I’m sure you remember Prison Break. In my opinion, it was one of the best jail breaks of all time after the one in the Shawshank Redemption. True, it had an unrealistic story, but it was brilliant. My love for it was so great that I loathed the directors of Prison Break for not making the main character, Michael Scofield, gay. I am sure he wouldn’t have been that enthusiastic to run away from Fox River State Penitentiary if the stories they tell of prison are anything to go by. The only way to punish a gay man is by sending him to a female prison. In short, it would have allowed the show to last a couple more seasons longer.

Wednesday’s events got me to reconsider. Prison Break with a gay Michael Scofield wouldn’t have worked. I wouldn’t even have watched it to start with. I am biased towards gay people, as are most of you I am sure. And for no particular reason mind you. According to the Bible, God once burnt down an entire city because most of its occupants were gay, which gave us the word sodomy. My question being, how many of you have been sodomized to start with or do you just make gay jokes for the fun of it? How many people have valid reasons to loathe gay people? As I mentioned before, most of the time, a genetic or a hormonal imbalance produces gay symptoms. You don’t just wake up and decide a man’s butt looks edible.

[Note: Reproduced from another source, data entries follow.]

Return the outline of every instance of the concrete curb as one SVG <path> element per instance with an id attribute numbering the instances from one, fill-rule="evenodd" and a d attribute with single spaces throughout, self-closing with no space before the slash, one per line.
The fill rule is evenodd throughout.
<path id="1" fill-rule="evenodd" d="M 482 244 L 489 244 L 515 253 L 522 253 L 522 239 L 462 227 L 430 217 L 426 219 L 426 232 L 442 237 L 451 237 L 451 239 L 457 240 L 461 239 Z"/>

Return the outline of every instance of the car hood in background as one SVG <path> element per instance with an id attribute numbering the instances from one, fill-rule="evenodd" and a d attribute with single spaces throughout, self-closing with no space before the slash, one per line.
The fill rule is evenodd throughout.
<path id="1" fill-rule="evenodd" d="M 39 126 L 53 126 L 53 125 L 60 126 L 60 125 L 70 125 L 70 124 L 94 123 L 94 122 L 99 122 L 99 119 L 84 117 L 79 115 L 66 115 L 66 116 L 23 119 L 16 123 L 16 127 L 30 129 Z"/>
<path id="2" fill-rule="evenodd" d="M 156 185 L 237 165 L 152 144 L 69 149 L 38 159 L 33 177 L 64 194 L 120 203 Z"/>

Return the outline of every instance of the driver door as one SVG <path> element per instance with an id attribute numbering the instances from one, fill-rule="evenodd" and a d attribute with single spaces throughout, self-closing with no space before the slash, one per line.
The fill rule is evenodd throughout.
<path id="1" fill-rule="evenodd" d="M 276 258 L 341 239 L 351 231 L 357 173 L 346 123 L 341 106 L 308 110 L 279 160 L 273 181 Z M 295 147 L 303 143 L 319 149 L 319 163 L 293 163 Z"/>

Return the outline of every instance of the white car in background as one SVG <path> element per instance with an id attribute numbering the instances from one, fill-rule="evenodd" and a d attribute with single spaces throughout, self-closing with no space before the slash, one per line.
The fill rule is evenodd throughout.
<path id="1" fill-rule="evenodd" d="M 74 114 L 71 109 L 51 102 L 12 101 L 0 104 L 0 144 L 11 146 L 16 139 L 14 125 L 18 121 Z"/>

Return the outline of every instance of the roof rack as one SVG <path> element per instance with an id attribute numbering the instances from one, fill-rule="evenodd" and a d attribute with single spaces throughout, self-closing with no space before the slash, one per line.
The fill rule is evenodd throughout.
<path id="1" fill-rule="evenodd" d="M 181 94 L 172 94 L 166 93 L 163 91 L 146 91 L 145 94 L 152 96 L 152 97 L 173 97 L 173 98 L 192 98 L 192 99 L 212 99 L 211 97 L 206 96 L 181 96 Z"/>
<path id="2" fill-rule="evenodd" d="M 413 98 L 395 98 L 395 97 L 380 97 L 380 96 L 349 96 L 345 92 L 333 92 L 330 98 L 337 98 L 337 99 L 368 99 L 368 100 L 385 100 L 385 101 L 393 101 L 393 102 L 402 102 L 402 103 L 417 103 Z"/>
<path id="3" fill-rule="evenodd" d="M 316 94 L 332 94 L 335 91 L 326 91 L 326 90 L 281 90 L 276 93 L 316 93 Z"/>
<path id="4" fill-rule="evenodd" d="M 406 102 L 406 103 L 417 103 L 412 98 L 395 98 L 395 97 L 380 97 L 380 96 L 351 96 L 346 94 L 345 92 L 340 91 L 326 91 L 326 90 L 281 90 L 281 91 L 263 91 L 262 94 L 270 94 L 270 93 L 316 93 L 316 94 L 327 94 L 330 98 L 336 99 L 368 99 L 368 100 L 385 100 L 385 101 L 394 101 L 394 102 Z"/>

Gay people are human too. But I suppose it wouldn’t mean much to you if you haven’t seen how much suffering most of them go through; don’t start making jokes like “if sex is a pain in the ass then you’re doing it wrong”. This is a serious matter. A friend of a friend committed suicide after it was discovered he was gay. I don’t know how many more have to die before we accept the fact that like whatever the genre of music Souljah Boy invented, some things are here to stay. Call it what you want, it is the truth. Jimmie Gait, Justin Beiber and the age of Skinny Jeans tucked into Pink Supras are evidence enough. In fact, all sweet, nice and handsome men are already taken. By their boyfriends…

I am not saying that people should be gay; all I am saying is that it makes sense to be accommodative of them because they are here to stay. Hell, they even make good Army Generals; even in war, they just can’t leave their friends behind. My pastor always said, “Jesus loves you no matter who you are” and I agree with him. However, be cautious WHERE you are told that “Jesus loves you”. Apparently in Mexican and Spanish prisons, if a person tells you, “Jesus loves you!” my friend, please be afraid. Be very afraid. Anyway, now I am off to find a noose to hang myself with as I am pretty sure this post has definitely done the same thing to my budding career as a writer.